Typically "gene" is misused most when followed by "for". There's two problems with this. We all have genes for hemoglobin, but we don't all have sickle cell anemia. Different people have different versions of the hemoglobin gene, called alleles. There are hemoglobin alleles which are associated with sickle cell diseases, and others that aren't. So, a gene refers to a family of alleles, and only a few members of that family, if any, are associated with diseases or disorders. The gene isn't bad - trust me, you won't live long without hemoglobin - though the particular version of hemoglobin that you have could be problematic. 
I worry most about the popularization of the idea that when a genetic variation is correlated with something, it is the "gene for" that something. The language suggests that "this gene causes heart disease", when the reality is usually, "people that have this allele seem to have a slightly higher incidence of heart disease, but we don't know why, and maybe there are compensating advantages to this allele that we didn't notice because we weren't looking for them".
Those were the ones that resonated with me the most; others were only minor peeves or didn't actually bother me at all.

Misused Word #1, "Proof," was only a minor annoyance for me in that I'm almost never talking about mathematical proofs, and even if I were the sort of person who does use them routinely, it still seems to me like most things people talking about "proving" colloquially are impossible to express in mathematical terms.

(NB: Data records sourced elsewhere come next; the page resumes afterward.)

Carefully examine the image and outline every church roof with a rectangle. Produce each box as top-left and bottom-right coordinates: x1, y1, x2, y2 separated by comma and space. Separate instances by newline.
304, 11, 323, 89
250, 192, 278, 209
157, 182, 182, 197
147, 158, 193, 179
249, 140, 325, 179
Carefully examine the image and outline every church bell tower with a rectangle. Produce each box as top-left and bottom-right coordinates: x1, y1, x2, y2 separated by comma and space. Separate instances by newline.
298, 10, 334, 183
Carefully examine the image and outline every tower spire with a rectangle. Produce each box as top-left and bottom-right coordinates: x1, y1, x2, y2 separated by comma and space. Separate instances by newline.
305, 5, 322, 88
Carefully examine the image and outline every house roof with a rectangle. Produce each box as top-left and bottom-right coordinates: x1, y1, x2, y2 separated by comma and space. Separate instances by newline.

It just seems to me like there wouldn't be very many circumstances in which mixing up the technical and colloquial meanings of "proof" would be an issue that would even arise.

(I have found that the most annoying sources of confusion in scientist/layperson conversations about proof have to do with standards of evidence, or also degrees of uncertainty. You can be more unsure of one thing than you are of another, even if you're not 100% certain about the thing you are more sure of.)

Similarly, "theory" also doesn't annoy me that much because I don't usually have much trouble adjusting to different usages of words in different contexts.

I can see how it would get really old having to explain the technical meaning of "theory" over and over again, though.
It seems like those are more about the meaning of specific words than they are about whole networks of ideas, so they are easier for me to adapt to when they surprise me in conversation.
The ones discussed in the quoted text above, though? Misuse of ideas derived from quantum mechanics, misinterpretations of evolution and natural selection, or the idea that genes are "for" specific things? Those come with so many other ideas connected to them, so many wrong things tacitly accepted as premises, that I feel like I need a ball of yarn to slowly pick my way back to the start of the conceptual maze.